After learning R for a few months, the code wasn’t looking quite so much like gibberish and I was becoming more curious about how to share these data insights on a wider scale, other than a static report.
The challenge with the report approach of course is you spend time creating something for a specific scenario and if the business user has a resulting question, they may need to come back to you, with their query/request to view whatever it is they need and suddenly the business user is waiting for you, while you now have another task, to create another report with the specified one off metric and when that’s done, you’ll probably get another request. This is a vicious and unrelenting circle.
Spending the time to understand Shiny can help build web based applications and make you shine, allowing the user to self engage the data and answer their own questions. Then you can spend your time doing the important stuff, building the cleaning and wrangling script code so the required options are available for all users, rather than just one.
Having had experience inside a large retail business I KNOW this skillset is under-represented and will have growing demand in the future as data surrounds us. For those willing to spend the effort to learn the required skills there will be benefits as you can create greater value for your employer, whoever that may be.
I suppose there are a few more skills required if you want to be able to share your app widely, you’ll need to be able to work with R to prepare the data, write Shiny code to make the interactive dashboard, find a way to deploy this online and probably ensure there is some kind of authentication.

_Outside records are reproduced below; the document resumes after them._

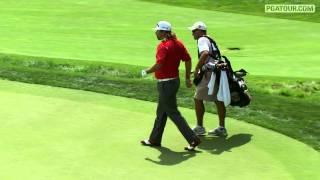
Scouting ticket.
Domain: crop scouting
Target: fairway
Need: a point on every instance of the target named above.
(54, 133)
(110, 31)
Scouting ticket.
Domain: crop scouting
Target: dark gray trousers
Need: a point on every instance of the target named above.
(167, 107)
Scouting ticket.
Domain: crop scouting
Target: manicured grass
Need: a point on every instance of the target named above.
(110, 31)
(250, 7)
(281, 104)
(55, 133)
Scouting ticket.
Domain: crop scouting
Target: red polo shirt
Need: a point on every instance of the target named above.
(169, 54)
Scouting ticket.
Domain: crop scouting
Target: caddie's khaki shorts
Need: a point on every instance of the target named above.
(202, 89)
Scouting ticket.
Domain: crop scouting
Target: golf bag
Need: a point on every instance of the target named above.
(238, 89)
(215, 55)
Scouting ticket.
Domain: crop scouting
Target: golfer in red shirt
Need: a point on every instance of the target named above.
(169, 54)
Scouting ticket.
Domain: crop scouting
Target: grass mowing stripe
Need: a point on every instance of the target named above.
(95, 31)
(277, 106)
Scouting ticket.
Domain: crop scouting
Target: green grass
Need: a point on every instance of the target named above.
(54, 133)
(110, 31)
(294, 113)
(250, 7)
(110, 43)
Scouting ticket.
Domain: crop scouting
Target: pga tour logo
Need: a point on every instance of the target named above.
(290, 8)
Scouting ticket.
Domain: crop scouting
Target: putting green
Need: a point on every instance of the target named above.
(55, 133)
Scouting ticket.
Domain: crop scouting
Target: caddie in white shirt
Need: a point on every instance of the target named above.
(208, 53)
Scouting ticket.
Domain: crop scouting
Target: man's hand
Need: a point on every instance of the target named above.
(196, 73)
(222, 66)
(188, 83)
(143, 73)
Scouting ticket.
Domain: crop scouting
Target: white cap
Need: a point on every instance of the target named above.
(163, 26)
(198, 25)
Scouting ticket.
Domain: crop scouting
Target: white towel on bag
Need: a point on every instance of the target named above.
(224, 91)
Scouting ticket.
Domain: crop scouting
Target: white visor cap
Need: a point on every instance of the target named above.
(163, 26)
(198, 25)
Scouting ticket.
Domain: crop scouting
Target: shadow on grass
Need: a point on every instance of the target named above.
(169, 157)
(218, 145)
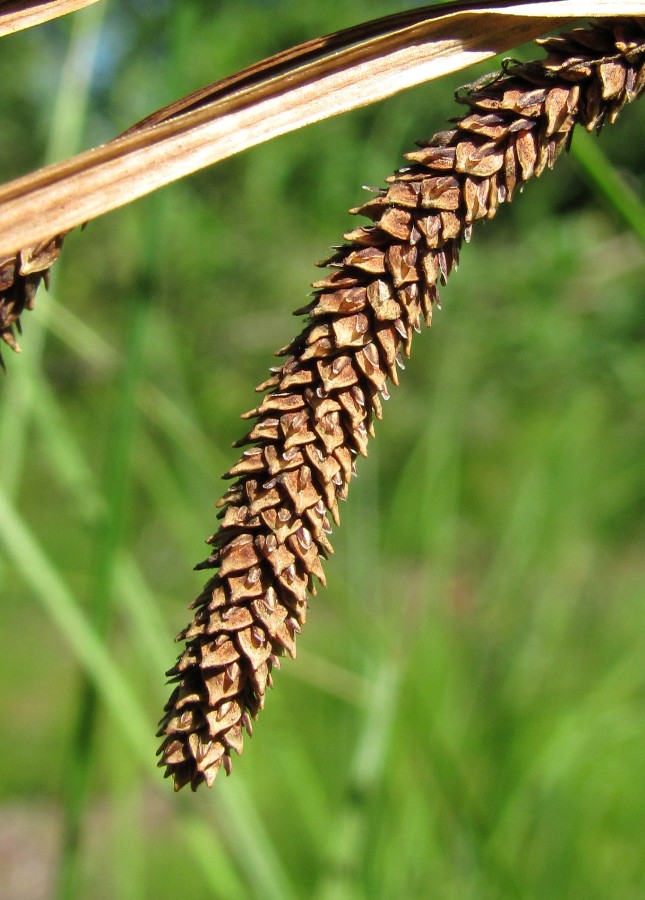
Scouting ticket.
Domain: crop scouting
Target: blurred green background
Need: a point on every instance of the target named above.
(466, 718)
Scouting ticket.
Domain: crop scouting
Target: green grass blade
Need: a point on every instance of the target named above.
(608, 182)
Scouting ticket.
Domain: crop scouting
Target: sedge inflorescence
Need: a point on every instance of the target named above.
(320, 404)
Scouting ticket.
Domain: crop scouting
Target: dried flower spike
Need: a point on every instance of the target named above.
(20, 276)
(321, 402)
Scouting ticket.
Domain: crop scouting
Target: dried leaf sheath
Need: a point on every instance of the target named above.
(320, 405)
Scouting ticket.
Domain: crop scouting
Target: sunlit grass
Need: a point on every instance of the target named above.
(466, 719)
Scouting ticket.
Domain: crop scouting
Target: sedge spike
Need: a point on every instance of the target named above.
(318, 412)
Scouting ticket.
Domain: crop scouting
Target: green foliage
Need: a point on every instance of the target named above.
(466, 718)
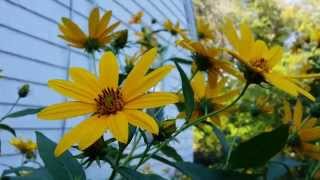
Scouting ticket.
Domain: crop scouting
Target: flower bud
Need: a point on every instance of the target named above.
(24, 91)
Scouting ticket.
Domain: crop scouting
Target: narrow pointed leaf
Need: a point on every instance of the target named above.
(187, 92)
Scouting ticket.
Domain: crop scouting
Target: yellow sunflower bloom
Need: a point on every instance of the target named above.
(174, 29)
(260, 60)
(305, 131)
(205, 31)
(27, 147)
(206, 60)
(209, 98)
(99, 32)
(136, 18)
(111, 107)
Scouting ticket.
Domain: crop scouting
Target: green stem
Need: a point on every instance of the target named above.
(229, 153)
(93, 61)
(198, 121)
(143, 156)
(136, 141)
(115, 166)
(11, 109)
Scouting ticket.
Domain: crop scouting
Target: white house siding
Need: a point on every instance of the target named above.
(31, 52)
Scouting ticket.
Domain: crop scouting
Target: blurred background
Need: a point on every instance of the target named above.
(32, 53)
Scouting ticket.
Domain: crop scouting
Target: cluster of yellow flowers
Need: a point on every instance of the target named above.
(112, 105)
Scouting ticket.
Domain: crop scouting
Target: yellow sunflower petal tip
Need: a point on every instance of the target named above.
(94, 96)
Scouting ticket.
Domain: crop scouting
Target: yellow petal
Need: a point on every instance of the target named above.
(229, 68)
(152, 100)
(199, 85)
(85, 79)
(71, 35)
(119, 127)
(97, 130)
(305, 76)
(139, 69)
(142, 120)
(310, 123)
(66, 110)
(93, 22)
(310, 134)
(102, 26)
(287, 112)
(143, 84)
(73, 28)
(274, 56)
(231, 34)
(71, 90)
(109, 29)
(307, 147)
(109, 71)
(314, 155)
(297, 115)
(74, 135)
(75, 42)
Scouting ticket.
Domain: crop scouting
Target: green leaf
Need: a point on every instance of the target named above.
(258, 150)
(38, 174)
(171, 152)
(17, 170)
(24, 112)
(64, 167)
(222, 139)
(131, 174)
(7, 128)
(199, 172)
(180, 60)
(187, 92)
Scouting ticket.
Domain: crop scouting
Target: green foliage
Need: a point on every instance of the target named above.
(258, 150)
(171, 152)
(22, 113)
(199, 172)
(187, 92)
(131, 174)
(64, 167)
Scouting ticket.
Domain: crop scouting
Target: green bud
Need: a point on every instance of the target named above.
(153, 21)
(167, 128)
(121, 40)
(24, 91)
(315, 110)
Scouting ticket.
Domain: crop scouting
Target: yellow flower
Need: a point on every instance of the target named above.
(27, 147)
(209, 98)
(174, 29)
(99, 32)
(136, 18)
(206, 60)
(315, 35)
(263, 104)
(111, 107)
(260, 60)
(305, 131)
(205, 31)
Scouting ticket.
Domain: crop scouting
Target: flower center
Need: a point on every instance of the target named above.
(109, 101)
(92, 44)
(261, 64)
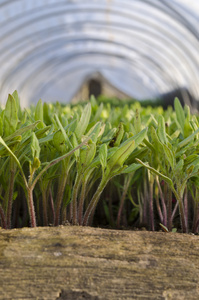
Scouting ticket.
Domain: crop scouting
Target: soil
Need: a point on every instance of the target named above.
(74, 262)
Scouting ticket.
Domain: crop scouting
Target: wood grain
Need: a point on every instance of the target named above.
(71, 262)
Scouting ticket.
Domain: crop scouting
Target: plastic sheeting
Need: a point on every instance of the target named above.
(144, 48)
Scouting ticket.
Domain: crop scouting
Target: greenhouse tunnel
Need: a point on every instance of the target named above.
(143, 48)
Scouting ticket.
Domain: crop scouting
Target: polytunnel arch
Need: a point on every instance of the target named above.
(43, 45)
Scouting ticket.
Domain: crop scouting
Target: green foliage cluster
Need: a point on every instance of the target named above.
(57, 162)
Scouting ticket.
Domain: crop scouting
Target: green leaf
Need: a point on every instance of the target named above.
(94, 132)
(17, 101)
(75, 144)
(83, 122)
(167, 179)
(59, 141)
(35, 148)
(169, 155)
(115, 142)
(161, 132)
(180, 115)
(132, 168)
(188, 139)
(103, 155)
(87, 153)
(10, 116)
(137, 122)
(63, 131)
(39, 113)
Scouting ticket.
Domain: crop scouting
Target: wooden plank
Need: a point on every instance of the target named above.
(71, 262)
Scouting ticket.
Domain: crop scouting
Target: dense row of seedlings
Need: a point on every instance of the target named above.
(57, 162)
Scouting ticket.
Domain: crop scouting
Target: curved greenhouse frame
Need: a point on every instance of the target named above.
(145, 48)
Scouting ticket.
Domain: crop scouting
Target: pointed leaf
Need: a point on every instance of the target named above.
(83, 122)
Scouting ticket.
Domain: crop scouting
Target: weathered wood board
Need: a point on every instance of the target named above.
(69, 262)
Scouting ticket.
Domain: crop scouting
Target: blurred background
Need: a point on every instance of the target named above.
(66, 50)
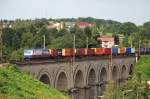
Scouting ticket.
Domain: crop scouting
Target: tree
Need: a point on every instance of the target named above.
(27, 40)
(111, 91)
(128, 28)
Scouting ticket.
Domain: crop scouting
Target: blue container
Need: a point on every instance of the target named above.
(114, 50)
(59, 52)
(132, 50)
(142, 50)
(128, 51)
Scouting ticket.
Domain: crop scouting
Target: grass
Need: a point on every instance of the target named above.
(143, 67)
(15, 84)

For now I’ll introduce you to Shiny and some examples of Shiny dashboards in this gallery.
The code to create a Shiny dashboard is amazingly intuitive if you are starting with a basic app, which consists of a user interface file and server file.
Below I’ll give you an example of a very simple single file Shiny app, which you can paste into Rstudio and run.
# Install Shiny if required, otherwise it will just load it
if(!require(shiny)) install.packages("shiny", repos = "http://cran.us.r-project.org")
## Loading required package: shiny
# Global variables can go here
n <- 200
# Define the UI
ui <- bootstrapPage(
numericInput('n', 'Number of obs', n),
plotOutput('plot')
)
# Define the server code
server <- function(input, output) {
output$plot <- renderPlot({
hist(runif(input$n))
})
}
# Return a Shiny app object by uncommenting the below (congratulations!)
# shinyApp(ui = ui, server = server)
Rstudio has a great tutorial that you can start to work through here. Don’t expect to master this overnight, it will take some applied effort. When you fail, which you will, you’ll be one step closer to understanding coding Shiny and a step ahead ahead of those that give up at the first hurdle.
I’ll save the self deployment of shiny apps through your own instance for another article as this will be a bit lengthy in itself but you can deploy your apps using Shinyapps.io which is also owned by Rstudio. They have pricing tiers for very low usage at $0 right through to enterprise plans that include the authentication and load balancing you will need at some point. By publishing even this example app through them, you will get to see just how easy it could be to share your data insights through dashboards in the future.
Having seen the power of sharing insights like this my regret is I wasn’t introduced to R and Shiny earlier in my career. I wasted so much time learning excel rather than mastering this language, which can be applied across many segments.